Uśmiechnęła się i powiedziała,
"kochanie ja to wszystko wiem,
przecież zawsze jestem przy tobie"
Odleciały gdzieś w dal,
wszystkie smutki, żale, tęsknoty.
Lekka jak wiatr,
pobiegłam przez życie.
W cmentarnej ciszy,
przy grobie matki przysiadłam.
Tu razem z nią,
snem wiecznym śpią,
najpiękniejsze wspomnienia.
Wystarczyła chwila,
wszystkie się zbudziły.
Za serce ściskały,
pieściły, tuliły,
szeptały, śpiewały,
jak dzieci radośnie się śmiały.
Z oczu łzy wyciskały.
Wszystkie drogie,
piękne, czasem smutne.
Wreszcie zmęczone usnęły.
Na chwilę? na zawsze?
W złocistej chryzantemie,
słońce obudziło,
spóźnionego motyla.
Przez chwilę
zachwycał się kwiatem
i po smudze światła,
odleciał prosto do nieba.
Dom
Domu daleki i zimny,
gdzie już tylko
jaskółki mieszkają.
Powstałeś ze snów
i marzeń.
Niech na zawsze
już z tobą zostaną.
A żale i smutki
odrzucę daleko,
niech mi więcej
serca nie ranią.
Komentarze (72)
Pełno emocji i wzruszający bardzo wiersz
pozdrawiam:)
poruszyłaś bardzo - mam łzy w oczach...
Wzruszający wiersz. Loka Pozdrawiam
Pelno tu emocji, w Twoim wierszu.Mnie tez sie podoba
:)
Wszędzie dobrze ale...:)
Atmosferę domową trudno jest stworzyć gdzie indziej, z
rodzinnym domem wiążą się wspomnienia beztroskiego
dzieciństwa, które często powracają w myślach i snach.

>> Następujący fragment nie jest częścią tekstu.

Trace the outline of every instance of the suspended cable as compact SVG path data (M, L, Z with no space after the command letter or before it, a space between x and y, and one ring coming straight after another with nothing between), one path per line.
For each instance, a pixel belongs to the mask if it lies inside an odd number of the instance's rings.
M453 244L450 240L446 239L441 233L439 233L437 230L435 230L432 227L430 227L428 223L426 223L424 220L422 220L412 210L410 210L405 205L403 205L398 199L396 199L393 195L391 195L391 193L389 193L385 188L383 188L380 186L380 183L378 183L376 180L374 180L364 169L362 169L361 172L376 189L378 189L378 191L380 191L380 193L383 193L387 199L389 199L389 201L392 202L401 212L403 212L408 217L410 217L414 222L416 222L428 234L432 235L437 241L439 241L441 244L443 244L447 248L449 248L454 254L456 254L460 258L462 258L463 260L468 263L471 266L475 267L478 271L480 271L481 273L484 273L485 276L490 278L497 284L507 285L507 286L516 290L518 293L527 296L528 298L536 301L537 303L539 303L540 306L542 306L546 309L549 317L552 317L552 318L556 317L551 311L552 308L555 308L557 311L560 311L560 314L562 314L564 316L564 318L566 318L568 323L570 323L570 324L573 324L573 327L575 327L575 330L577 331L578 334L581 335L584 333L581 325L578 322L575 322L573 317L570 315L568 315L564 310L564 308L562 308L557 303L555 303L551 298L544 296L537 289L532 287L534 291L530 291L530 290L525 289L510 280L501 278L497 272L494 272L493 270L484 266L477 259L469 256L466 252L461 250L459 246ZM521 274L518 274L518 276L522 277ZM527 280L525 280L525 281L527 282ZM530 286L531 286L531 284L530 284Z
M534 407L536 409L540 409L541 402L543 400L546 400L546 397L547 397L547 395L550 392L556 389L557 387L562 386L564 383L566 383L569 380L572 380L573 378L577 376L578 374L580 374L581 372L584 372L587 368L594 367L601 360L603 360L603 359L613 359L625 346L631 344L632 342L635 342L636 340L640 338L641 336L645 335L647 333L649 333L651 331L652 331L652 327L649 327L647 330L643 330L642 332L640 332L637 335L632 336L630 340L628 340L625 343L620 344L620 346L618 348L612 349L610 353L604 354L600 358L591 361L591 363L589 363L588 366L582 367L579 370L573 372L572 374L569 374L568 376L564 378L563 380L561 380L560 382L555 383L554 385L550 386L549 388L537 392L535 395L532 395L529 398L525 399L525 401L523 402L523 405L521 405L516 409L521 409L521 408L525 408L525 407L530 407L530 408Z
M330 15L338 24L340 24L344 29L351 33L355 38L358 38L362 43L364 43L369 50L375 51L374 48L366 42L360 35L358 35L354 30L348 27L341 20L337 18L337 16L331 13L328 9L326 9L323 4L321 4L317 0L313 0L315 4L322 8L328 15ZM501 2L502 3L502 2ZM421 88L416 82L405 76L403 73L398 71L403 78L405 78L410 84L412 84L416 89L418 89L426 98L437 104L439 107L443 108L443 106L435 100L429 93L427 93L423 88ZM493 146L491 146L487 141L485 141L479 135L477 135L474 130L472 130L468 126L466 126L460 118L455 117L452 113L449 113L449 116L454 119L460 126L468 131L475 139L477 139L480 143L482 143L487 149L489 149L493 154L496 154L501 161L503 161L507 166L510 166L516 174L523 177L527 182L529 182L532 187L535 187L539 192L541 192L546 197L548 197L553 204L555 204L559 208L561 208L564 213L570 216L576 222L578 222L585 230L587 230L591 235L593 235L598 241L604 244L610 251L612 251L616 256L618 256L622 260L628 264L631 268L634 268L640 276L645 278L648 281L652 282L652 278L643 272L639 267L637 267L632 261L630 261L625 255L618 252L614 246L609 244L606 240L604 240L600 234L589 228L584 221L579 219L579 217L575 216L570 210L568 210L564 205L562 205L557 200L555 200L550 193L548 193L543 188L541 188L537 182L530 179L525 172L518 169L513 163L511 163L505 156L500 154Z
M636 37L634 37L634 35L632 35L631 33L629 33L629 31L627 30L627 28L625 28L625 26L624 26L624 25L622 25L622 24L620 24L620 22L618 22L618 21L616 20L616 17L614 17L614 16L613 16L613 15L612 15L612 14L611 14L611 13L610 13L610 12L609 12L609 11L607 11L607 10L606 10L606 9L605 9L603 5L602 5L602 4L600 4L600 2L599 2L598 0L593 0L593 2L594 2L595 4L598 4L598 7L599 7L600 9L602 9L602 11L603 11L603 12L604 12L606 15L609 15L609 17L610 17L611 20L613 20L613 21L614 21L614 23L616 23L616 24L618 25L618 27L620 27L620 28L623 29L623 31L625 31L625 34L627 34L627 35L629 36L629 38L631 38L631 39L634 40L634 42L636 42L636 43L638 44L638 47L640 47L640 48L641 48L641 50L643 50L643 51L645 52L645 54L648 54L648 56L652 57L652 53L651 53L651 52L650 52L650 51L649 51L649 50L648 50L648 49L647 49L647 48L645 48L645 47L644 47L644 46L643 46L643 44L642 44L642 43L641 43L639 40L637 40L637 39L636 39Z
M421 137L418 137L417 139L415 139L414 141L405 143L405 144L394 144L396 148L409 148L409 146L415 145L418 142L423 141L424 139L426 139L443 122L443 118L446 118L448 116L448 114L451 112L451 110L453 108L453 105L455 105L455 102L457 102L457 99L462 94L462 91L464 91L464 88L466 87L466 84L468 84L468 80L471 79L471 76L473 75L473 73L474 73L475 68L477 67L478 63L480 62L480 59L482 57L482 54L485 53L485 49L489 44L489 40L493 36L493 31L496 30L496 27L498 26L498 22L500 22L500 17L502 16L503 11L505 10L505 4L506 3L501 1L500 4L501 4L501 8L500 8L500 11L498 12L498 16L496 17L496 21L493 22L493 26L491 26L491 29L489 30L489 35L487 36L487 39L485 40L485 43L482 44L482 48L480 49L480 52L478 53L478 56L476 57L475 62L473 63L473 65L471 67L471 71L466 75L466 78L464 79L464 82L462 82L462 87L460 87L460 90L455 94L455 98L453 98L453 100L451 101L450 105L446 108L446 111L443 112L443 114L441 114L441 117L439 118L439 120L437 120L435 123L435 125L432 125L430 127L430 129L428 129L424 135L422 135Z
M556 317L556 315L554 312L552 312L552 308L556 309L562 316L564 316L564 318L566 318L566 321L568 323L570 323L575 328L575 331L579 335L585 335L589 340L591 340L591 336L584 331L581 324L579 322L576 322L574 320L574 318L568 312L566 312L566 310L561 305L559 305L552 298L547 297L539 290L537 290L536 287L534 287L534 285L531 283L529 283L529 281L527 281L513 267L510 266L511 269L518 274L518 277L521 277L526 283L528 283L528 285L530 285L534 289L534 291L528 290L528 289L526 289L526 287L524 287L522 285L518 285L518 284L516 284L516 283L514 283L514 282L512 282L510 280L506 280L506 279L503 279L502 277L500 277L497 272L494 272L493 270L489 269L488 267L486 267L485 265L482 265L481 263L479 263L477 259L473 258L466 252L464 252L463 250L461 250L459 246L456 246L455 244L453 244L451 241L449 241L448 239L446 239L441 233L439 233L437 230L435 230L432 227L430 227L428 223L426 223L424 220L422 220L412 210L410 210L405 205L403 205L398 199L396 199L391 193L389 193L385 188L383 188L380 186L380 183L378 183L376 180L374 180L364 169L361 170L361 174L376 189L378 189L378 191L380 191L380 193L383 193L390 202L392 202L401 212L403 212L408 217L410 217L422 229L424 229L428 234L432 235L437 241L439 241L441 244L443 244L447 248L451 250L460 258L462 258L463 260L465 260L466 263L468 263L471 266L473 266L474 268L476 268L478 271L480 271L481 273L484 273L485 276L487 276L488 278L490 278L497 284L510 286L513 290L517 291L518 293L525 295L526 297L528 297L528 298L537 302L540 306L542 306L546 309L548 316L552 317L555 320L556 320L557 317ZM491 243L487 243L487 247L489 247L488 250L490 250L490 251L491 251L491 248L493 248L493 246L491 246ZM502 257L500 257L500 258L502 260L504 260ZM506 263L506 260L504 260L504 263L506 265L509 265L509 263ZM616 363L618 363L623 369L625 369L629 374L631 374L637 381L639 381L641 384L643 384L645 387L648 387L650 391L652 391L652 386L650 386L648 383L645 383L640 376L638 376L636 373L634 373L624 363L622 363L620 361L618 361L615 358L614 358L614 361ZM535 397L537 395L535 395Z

Piękny wiersz o wspaniałych matkach.
Serdecznie pozdrawiam.
Mnie także się podoba przekaz w treści i fomie. Masz
literówkę w "szeptały" i uciekł ogonek z "się". Miłego
popołudnia:)
Pełen emocji wiersz, piękny i wzruszający :)
Pozdrawiam :*)
Wzruszająco piszesz loko o swojej wizycie w Polsce,
miłej soboty życzę :)
Wzruszająco. Pięknie.
Miłego weekendu, loka :)
Trzy matki czarujące, zawsze będą z nami,
pieściły nas przez życie, śmiechem i łzami.
Najlepsze oblicze ma duchowe przeżycie
spotkania z przeszłością zawsze wywołują silne emocje.
A tu wszystko było na dotyk ręki, na bliskie
spotkania, na duchową odnowę. Bardzo mi sie podoba.
Wzruszyłaś.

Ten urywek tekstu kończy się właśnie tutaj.